The most sustainable rural workforce solutions are rarely created through policy directives alone. They emerge when local organisations develop trust, understand each other’s constraints and commit to solving problems together.

That is why I believe the most important outcome of the Murrumbidgee model was not administrative. It was relational. This is also why I have some reservations about how we evaluate these programs.

The Commonwealth evaluation undertaken in 2025 appropriately examined trainee experience, supervision quality and employment arrangements. These are essential aspects of any training program.

However, they are also the minimum expectations of an accredited training pathway.

What makes programs such as Murrumbidgee different is not simply that trainees are satisfied. It is that they create new forms of collaboration between institutions that have traditionally worked in isolation.

Did relationships between LHDs and general practices strengthen? Did trust improve? Did governance arrangements mature? Did communities become better equipped to solve future workforce challenges?

These questions are more important in determining long-term success.

As the model expanded beyond its pilot phase, another challenge emerged. Scale brings bureaucracy, that could dilute local decision making.

This is neither surprising nor entirely negative. Large-scale programs require coordination, accountability and oversight. However, there is always a risk that as programs grow, the focus shifts towards metrics rather than relationships.

How many registrars?

How many sites?

How many participating districts?

How much annual growth?

These are useful metrics, but they do not tell us whether local ownership is strengthening or weakening.

The success of the Murrumbidgee model was built upon local enthusiasm, local leadership and local collaboration. It was fundamentally a place-based solution. Its strength came from the fact that it was designed by people who understood the communities they served.

Not every region starts from the same place. Not every LHD has the same relationship with general practice. Not every community requires the same workforce solution.

The challenge for the next phase of rural generalist training is preserving that flexibility while continuing to scale successful initiatives.

The GP training landscape nationally has also changed considerably since the model was first introduced. Many of the concerns that originally drove the creation of the SEM program have now been addressed through broader reforms.

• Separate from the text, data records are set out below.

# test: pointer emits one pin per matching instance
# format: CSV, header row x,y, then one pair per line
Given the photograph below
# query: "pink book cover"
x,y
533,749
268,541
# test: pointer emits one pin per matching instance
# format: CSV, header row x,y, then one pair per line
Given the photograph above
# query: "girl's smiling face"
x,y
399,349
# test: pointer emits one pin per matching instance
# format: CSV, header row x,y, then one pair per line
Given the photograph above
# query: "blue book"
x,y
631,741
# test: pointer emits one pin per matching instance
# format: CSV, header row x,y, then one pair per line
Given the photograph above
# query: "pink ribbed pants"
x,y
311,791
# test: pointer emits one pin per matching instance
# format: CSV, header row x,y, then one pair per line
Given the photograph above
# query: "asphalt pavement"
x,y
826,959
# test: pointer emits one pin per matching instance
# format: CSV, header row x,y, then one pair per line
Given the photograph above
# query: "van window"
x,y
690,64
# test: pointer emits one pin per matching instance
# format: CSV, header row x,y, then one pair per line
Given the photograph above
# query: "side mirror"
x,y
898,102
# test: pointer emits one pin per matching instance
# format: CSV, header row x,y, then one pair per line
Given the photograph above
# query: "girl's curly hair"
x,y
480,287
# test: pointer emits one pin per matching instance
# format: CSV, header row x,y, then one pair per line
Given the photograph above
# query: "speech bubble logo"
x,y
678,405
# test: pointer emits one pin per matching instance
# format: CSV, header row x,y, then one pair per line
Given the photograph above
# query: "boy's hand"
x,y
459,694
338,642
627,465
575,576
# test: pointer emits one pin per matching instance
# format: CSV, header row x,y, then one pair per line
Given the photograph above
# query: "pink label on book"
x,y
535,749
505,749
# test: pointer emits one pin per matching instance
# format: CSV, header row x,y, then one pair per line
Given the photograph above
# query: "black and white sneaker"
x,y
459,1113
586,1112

Employment entitlements have improved. Additional incentives (state and federal) have been introduced. Colleges have strengthened their regional training presence. More resources are being directed towards attracting doctors into general practice.

These developments are welcome. However, they also mean that what was once SEM’s distinctive advantage is increasingly becoming standard practice.

If rural generalist pathways are to continue attracting doctors into rural communities, they must remain strategically distinctive over the standard pathways – not because rural doctors deserve special treatment, but because rural communities have fewer alternatives when workforce shortages emerge.

Rural generalist training must continue to offer something that cannot easily be replicated elsewhere.

In my view, that “something” is not the employment contract. It is the partnership.

The future of rural workforce development will be secured through durable relationships between hospitals, general practices and communities. It will be secured through shared accountability, local leadership and genuine collaboration.

The original success of the Murrumbidgee model was that it encouraged organisations to see workforce development as a collective responsibility. That lesson remains as relevant today as it was when the pilot first began in 2020.

As we look towards the future of rural generalist training, we should continue to measure trainee outcomes, employment conditions and workforce growth. But we should also remember to measure the things that matter most.

Trust. Partnership. Local ownership.

Associate Professor Alam Yoosuff is a rural generalist GP, chair of the Murrumbidgee PHN, and a board director for the Murrumbidgee LHD. He is a clinical academic at the University of Notre Dame.